7 Lessons Learned from 20 Years of Mycotoxin Detoxification Research

What mycotoxins have in common that they are toxic, secondary metabolites of fungi. However, they vary in their structures which leads to significant differences in their biochemical and physical properties. Many of the seven lessons below stem from these differences. 

1. Not every mycotoxin can be adsorbed

Although a plethora of literature on binding of mycotoxins is available, so far only certain clays have been shown to efficiently bind aflatoxins in the gastrointestinal tract of animals. However, not every clay can sufficiently bind aflatoxins and therefore a standardized method for evaluating aflatoxin binders was suggested in the European Union. 

Deoxynivalenol (DON) in particularly is known to be a non adsorbable mycotoxin as in vitro binding rates for clay based materials only is up to 20%. However, for DON activated carbon (AC) has been proposed as binding agents with higher binding rates. The downside of using activated carbon is that it impacts the uptake of essential nutrients in the animals—decreasing the nutritional value of feed. This leads to the next important lesson learned:

Figure 1. Mycotoxin binders work well for aflatoxins and ergot alkaloids, but not for T-2 Toxin or deoxynivalenol.
Figure 1. Mycotoxin binders work well for aflatoxins and ergot alkaloids, but not for T-2 Toxin or deoxynivalenol.

2. The additives should not have any negative impact on feed and animals

When activated carbon is used, animals are blackened which is not appreciated in the livestock industry. Furthermore, activated carbon is an unspecific binding agent which also binds vitamins and other nutrients. Taken over a longer period, depletions can take place. 

Often, quaternary amines are used to treat the surface of clays to modify their adsorption properties and behavior. These organophilic clays (organoclays) were proposed to bind mycotoxins like zearalenone (ZEN) and fumonisins. However, these modified clays were described to entail toxic effects. 

3. In vitro cannot be equated with in vivo

Organoclays actually have a very good binding behavior in vitro, but when examined in vivo both the selectivity and the specificity for mycotoxins is gone. In one of our test series we have evaluated two organoclays. 

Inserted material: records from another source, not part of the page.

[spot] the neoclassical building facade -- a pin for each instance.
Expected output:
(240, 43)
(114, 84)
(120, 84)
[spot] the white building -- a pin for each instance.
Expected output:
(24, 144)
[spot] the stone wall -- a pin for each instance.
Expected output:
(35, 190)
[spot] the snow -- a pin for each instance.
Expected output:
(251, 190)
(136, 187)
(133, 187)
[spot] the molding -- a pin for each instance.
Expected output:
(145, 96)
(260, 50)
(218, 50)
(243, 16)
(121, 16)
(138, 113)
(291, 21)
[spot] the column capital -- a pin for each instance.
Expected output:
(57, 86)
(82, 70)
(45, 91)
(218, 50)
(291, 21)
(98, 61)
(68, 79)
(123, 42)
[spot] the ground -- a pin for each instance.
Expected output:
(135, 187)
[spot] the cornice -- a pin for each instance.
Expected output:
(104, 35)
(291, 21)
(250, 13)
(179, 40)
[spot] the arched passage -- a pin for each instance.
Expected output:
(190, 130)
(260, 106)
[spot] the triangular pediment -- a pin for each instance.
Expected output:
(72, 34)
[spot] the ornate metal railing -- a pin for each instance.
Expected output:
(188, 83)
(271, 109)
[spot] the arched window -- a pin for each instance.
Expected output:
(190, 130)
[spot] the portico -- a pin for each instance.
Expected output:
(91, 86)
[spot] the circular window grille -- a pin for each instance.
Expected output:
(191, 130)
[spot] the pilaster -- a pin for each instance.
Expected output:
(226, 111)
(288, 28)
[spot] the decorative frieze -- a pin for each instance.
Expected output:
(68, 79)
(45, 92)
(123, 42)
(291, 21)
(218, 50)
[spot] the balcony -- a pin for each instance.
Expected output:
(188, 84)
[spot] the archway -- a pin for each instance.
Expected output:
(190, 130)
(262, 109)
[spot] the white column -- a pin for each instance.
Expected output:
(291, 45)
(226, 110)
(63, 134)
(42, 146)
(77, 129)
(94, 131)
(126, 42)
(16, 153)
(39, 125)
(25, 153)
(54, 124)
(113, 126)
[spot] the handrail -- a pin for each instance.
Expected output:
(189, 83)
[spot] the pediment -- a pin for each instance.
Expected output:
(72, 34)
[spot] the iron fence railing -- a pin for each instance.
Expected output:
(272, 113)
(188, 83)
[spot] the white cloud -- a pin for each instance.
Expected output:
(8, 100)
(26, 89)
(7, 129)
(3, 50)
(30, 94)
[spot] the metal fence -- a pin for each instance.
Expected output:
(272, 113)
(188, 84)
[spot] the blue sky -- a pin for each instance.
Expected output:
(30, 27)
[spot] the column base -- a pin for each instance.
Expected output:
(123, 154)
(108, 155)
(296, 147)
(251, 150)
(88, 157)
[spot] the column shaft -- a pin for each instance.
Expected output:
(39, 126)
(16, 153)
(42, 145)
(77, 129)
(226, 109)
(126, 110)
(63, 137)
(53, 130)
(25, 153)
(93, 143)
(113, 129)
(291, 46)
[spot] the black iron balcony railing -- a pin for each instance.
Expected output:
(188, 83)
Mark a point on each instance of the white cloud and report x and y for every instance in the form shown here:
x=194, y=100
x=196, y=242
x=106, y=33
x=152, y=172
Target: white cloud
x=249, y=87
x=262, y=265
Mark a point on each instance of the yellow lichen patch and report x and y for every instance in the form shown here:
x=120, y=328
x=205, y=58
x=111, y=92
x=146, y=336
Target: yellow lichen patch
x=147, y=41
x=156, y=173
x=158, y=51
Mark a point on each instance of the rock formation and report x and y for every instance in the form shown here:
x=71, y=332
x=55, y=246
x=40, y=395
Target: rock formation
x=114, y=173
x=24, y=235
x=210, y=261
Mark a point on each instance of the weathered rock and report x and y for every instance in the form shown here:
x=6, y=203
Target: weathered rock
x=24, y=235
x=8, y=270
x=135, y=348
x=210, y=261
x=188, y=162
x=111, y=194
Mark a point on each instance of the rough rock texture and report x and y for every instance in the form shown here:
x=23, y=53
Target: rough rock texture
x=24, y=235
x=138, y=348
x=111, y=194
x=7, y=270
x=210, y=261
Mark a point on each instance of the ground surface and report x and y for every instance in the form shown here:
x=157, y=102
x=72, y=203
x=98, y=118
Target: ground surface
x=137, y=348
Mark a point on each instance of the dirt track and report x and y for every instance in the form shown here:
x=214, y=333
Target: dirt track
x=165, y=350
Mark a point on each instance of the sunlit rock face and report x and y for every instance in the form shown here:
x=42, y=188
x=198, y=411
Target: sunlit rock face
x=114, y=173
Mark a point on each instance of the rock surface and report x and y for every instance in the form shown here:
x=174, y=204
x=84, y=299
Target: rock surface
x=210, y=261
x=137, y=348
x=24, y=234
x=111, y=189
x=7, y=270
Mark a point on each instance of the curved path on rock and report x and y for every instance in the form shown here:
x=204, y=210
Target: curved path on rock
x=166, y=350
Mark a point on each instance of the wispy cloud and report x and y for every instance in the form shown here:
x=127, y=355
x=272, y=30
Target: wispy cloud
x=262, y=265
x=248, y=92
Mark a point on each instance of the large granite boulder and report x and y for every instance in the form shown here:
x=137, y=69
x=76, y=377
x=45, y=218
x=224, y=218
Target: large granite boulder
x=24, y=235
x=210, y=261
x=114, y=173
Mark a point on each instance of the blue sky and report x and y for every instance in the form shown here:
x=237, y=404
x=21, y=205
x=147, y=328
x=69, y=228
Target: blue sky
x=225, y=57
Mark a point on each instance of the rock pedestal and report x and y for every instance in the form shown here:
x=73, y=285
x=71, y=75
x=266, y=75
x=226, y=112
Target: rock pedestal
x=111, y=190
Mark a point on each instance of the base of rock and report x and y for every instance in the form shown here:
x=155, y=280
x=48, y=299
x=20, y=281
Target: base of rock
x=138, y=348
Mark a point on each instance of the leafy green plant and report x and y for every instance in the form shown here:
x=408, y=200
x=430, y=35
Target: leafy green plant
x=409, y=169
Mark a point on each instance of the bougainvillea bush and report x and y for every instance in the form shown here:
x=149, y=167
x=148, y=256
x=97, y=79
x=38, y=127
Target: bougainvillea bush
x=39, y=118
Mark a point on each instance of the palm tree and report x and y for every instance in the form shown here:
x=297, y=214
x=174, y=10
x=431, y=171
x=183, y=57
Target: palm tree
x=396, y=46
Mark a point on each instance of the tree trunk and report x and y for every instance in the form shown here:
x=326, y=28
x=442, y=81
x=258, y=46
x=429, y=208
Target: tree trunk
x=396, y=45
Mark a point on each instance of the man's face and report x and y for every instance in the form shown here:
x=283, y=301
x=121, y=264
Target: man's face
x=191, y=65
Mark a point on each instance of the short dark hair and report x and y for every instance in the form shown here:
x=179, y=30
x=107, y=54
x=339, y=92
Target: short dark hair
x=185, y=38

While the binding efficiency for zearalenone (ZEN) in vitro was very good (> 90%), no improvement of reproductive organ parameters could be seen in vivo. This illustrates that reaction conditions in vitro (buffer solution) are quite different from in vivo (complex environment). This also leads to the next important lesson:

4. Specificity is key

A detoxifying agent will only work in a complex environment such as the gastrointestinal tract if it has a high specificity for the respective target mycotoxin. This is not only true for clay minerals and aflatoxins (see above) but also for enzymes that cleave or transform mycotoxins into metabolites. 

In our research we have been able to demonstrate that a ZEN detoxifying enzyme needs favorable kinetic parameters such as a low KM value, a high catalytic rate and specific activities to work in the gastrointestinal tract of animals. However,  performance is not the most suitable endpoint for an in vivo experiment, and this leads to the next important learning: 

5. Biomarker are key in assessing the efficacy of mycotoxin deactivators

Specific biomarkers should be taken for the in vivo assessment of the detoxification product applied. Biomarkers could be the mycotoxin itself, its metabolites or any other marker which is influenced by the presence of the mycotoxin, like an altered sphinganine / sphingosine ratio, when fumonisins are present.

(Read Biomarkers for mycotoxins - Potentials and pitfalls).

In the case of testing the efficacy of ZEN-degrading enzymes, we used reproduction organ parameters, but also ZEN metabolites in urine and feces.

6. Prove that metabolites are non- or less toxic

When detoxifiers against mycotoxins are selected, it has to be assured that intermediates and end products are harmless for animals and the environment. Therefore, formed metabolites have to be investigated for any detrimental impact. 

For instance, we tested the in vitro and in vivo toxicity of hydrolyzed fumonisin (HFB), a metabolite produced during detoxification of fumonisins with a specific carboxylesterase. Furthermore, we analyzed if metabolites produced by a ZEN hydrolase still have estrogenic potential. 

7. Make sure that the deactivator is stable in the feed

Mycotoxin deactivators are always applied via the feed and for this reason products have to be formulated in a way that they are stable during processing and storage of feed. 

For a fumonisin-degrading enzyme (FUMzyme®)we have applied genetic engineering in order to improve its pelleting stability. By exchanging several amino acids the stability of the enzyme could be increased to pelleting conditions at 90°C.